Lastly I decide to iterate randomly over 2000 samples from one file and then move on to another random compressed file. This allows me to iterate over Dataset faster, but with my current implementation using multithreading actually slows my script down.

The code I’m using is as follows:

import torch
from torch.utils.data import Dataset, DataLoader, Sampler
import gzip
import os
from tqdm import tqdm

class ShepardMetzler(Dataset):
	def __init__(self, root_dir, transform= None):
		self.root_dir = root_dir
		self.transform = transform
		self.zipPaths = sorted([os.path.join(self.root_dir, fileName) for fileName in os.listdir(root_dir)])

		with gzip.open(self.zipPaths[0], "rb") as f:
			self.length = len(torch.load(f))*len(self.zipPaths)
			self.perZip = self.length / len(self.zipPaths)

		self.currentZip = -1 

	def __len__(self):
		return self.length

	def __getitem__(self, idx):

		if idx[0] != self.currentZip:
			self.currentZip = idx[0]
			with gzip.open(self.zipPaths[idx[0]], "rb") as f:
				self.currentTensor = torch.load(f)

		return self.currentTensor[idx[1]]

	def zipsLength(self):
		return self.perZip

	def zipsNumber(self):
		return len(self.zipPaths)


class SubSampler(Sampler):
	def __init__(self, dSet):
		self.dSet = dSet
		self.idxSplit = dSet.zipsLength()
		self.setsNumber = dSet.zipsNumber()
	
	def __len__ (self):
		return len(self.dSet)

	def __iter__(self):
		subSets = torch.randperm(self.setsNumber)
		for sSet in subSets:
			perm = torch.randperm(self.idxSplit)
			for sample in perm:
				yield [sSet, sample]
		return




dataset = ShepardMetzler(root_dir = "../shepard_metzler_5_parts/train")

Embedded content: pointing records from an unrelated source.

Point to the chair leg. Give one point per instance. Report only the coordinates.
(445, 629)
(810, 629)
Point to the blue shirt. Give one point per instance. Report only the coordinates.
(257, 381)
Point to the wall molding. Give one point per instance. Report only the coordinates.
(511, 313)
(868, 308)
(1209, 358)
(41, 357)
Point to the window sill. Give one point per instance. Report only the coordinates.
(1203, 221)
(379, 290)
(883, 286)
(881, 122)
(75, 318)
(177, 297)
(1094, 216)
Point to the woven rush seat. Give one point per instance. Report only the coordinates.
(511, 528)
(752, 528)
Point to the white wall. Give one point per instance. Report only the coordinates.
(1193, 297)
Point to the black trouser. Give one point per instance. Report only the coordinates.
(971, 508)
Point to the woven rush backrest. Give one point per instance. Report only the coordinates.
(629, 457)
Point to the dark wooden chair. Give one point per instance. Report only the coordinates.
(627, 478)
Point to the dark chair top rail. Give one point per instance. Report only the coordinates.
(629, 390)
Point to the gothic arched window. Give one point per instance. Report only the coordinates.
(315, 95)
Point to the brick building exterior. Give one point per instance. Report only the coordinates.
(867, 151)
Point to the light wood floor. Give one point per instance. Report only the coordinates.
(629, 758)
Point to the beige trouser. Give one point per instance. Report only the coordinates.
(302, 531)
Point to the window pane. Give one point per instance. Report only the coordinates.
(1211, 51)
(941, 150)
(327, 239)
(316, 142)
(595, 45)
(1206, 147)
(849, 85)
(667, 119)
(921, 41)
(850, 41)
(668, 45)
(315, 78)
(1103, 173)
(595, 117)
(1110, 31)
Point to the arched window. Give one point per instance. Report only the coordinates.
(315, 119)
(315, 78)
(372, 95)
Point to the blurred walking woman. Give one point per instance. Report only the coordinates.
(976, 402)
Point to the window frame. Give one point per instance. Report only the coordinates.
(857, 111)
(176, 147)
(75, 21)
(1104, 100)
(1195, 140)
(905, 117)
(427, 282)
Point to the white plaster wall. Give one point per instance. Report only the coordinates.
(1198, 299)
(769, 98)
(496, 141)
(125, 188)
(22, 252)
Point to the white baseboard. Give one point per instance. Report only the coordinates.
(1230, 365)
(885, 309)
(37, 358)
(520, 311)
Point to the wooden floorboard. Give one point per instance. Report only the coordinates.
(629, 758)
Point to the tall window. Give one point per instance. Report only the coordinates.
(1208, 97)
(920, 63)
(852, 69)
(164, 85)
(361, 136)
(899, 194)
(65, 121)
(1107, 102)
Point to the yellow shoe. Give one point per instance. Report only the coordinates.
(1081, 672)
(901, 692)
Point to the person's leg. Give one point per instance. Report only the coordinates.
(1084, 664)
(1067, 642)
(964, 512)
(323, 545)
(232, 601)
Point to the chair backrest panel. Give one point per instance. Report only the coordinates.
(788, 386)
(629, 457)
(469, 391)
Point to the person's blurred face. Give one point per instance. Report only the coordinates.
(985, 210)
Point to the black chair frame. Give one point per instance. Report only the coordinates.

mySampler = SubSampler(dataset)

dataloader = DataLoader(dataset, batch_size = 32, sampler=mySampler, num_workers = 0)



for batch in tqdm(dataloader):
	pass

The question is, how could I allow it to use multithreading?
I know DataLoader has worker_init_fn parameter but I’ve got no idea how to use it nor if it’s what I should be actually using.
Or could I somehow abuse multithreading creating DataLoader on top of samples provided by another DataLoader?
It would be great if I could get somehow each worker to work on different compressed files at same time.

JuanFMontesinos · November 14, 2018, 7:38am

I’m not sure about if I understood it.
In short you have lot of datasamples in a compressed file, thus it’s not word to decompress that for reading a single file.

What you can try to do is to generate those compressed files having (each of them) a balanced amount of samples of each class. Then you can customize the dataloader to load data from each compressed file, compressed file by compressed file.
I’m not sure if multiprocessing can help you, since it’s used to parallelize a function but you cannot accelerate (in a simple way) the decompression step in case of having a big file.

In case you use smaller files, notice the dataloader class provides multiprocessing. They also provide random sampling.

Poziokat · November 14, 2018, 6:25pm

Hey and thanks for your answer.

I already have datasamples split into several compressed files and code I attached is used to do exactly what you specified.
However I wanted to speed it up as I’m able to decompress a few files at once,
so I wanted to simply specify to workers which file they should be working with.

fe at every epoch n lists of randomly chosen separate subsets of files are passed to n workers,
and each worker iterates randomly over samples from his given files, file by file.

I obviously know there is mupltiprocessing built in to DataLoader but it simply cannot work for code given above, without some additional knowledge, which I’m unable to pass.
And as I stated before I can’t afford using random sampling, cause it would force me to decompress random file upon drawing EVERY sample.